Fairness is at the heart of our belief system. We live by the balancing scales. We believe wrongs should be righted. We long for justice and right to triumph.

But this desire for fairness, however praiseworthy, leads us into a cul-de-sac of misery, for there is no way out. We want fairness, but we deserve punishment, for no one has done right, not even one (Rom 3:10). The ‘right thing’ would be to receive judgment and punishment – not only for the criminal, but for us.

What we need, therefore, is something other than fairness. We need the extravagance of grace and mercy. We need the slate wiping clean through forgiveness. We need to find a way out of this impasse!

God offers us this exit. He lavishes grace and love on us. We don’t deserve this. We can’t earn it through the good works we attempt, but it’s poured out liberally in Christ Jesus, so we don’t have to earn it! God lavishes mercy on us, not treating us as our sins deserve, letting us go scot-free. (Ps 103:10)

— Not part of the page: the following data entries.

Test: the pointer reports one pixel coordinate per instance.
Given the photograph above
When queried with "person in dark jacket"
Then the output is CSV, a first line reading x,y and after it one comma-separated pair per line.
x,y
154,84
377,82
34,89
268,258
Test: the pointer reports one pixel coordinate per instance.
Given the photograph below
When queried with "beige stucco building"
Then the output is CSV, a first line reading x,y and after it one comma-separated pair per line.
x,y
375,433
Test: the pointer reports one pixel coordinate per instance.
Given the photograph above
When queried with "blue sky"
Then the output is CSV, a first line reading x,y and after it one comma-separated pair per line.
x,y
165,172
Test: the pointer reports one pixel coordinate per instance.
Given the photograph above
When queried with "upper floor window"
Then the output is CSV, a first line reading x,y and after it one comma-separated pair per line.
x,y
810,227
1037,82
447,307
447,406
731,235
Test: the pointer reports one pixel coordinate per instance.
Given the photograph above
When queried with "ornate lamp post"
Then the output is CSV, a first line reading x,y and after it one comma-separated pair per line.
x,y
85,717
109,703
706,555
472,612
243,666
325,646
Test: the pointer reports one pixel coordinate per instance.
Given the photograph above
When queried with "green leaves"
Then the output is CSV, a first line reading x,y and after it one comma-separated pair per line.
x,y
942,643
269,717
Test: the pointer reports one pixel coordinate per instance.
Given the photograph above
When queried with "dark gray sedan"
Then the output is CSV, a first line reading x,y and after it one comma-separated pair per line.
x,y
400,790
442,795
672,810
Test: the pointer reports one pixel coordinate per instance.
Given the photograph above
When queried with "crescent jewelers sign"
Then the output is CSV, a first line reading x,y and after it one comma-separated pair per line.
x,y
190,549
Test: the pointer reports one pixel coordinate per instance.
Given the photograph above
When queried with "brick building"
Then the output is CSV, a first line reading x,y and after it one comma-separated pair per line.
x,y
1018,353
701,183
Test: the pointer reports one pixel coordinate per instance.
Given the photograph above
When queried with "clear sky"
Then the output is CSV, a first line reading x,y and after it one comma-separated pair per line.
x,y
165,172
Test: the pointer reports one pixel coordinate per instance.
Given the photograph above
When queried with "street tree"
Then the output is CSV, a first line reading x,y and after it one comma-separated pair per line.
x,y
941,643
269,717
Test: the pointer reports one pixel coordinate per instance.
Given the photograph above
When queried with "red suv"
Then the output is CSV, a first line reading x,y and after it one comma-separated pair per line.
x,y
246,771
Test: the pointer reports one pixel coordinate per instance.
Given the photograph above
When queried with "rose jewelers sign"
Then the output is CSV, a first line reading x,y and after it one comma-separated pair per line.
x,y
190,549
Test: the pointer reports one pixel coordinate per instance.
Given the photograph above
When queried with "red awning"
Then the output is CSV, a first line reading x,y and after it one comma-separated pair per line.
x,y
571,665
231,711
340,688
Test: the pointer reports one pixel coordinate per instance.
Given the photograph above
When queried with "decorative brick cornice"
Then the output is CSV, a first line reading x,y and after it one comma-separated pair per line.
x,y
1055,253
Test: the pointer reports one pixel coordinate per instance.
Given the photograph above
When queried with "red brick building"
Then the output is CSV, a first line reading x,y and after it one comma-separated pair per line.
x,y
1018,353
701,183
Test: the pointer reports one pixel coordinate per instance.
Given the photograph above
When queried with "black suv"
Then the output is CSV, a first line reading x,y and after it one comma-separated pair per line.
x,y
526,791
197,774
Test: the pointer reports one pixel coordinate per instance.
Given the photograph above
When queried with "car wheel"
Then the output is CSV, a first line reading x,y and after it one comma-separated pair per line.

Mercy and grace are God’s blessing to us, poured out liberally and generously into our lives. We can either receive them freely – as the Prodigal Son did, putting on a lovely coat and feasting on a barbecue of choice meat – or we can spurn them, clinging onto fairness as our modus operandi – as the older son did, frustrated and offended by his father’s generosity.

To us, these are either/ or options. We feel we can’t have fairness and grace. We feel we have to choose between the two. But in God’s world, the paradox is we serve a God of mercy, grace, forgiveness, love, compassion and justice. We don’t understand how this can be. We don’t see how the scales can ever balance. But that’s God. He is above all our understanding. His ways we can’t fathom. But we can rest secure, knowing He will resolve all the tensions and work out all the irreconciliable differences we can’t fathom.

Don’t mis out on grace and mercy because you’re clinging onto a need for justice. Let go of limitations to embrace a God far greater than we can imagine, a God who will see that right is done and who offers us a way out of our man-made tensions.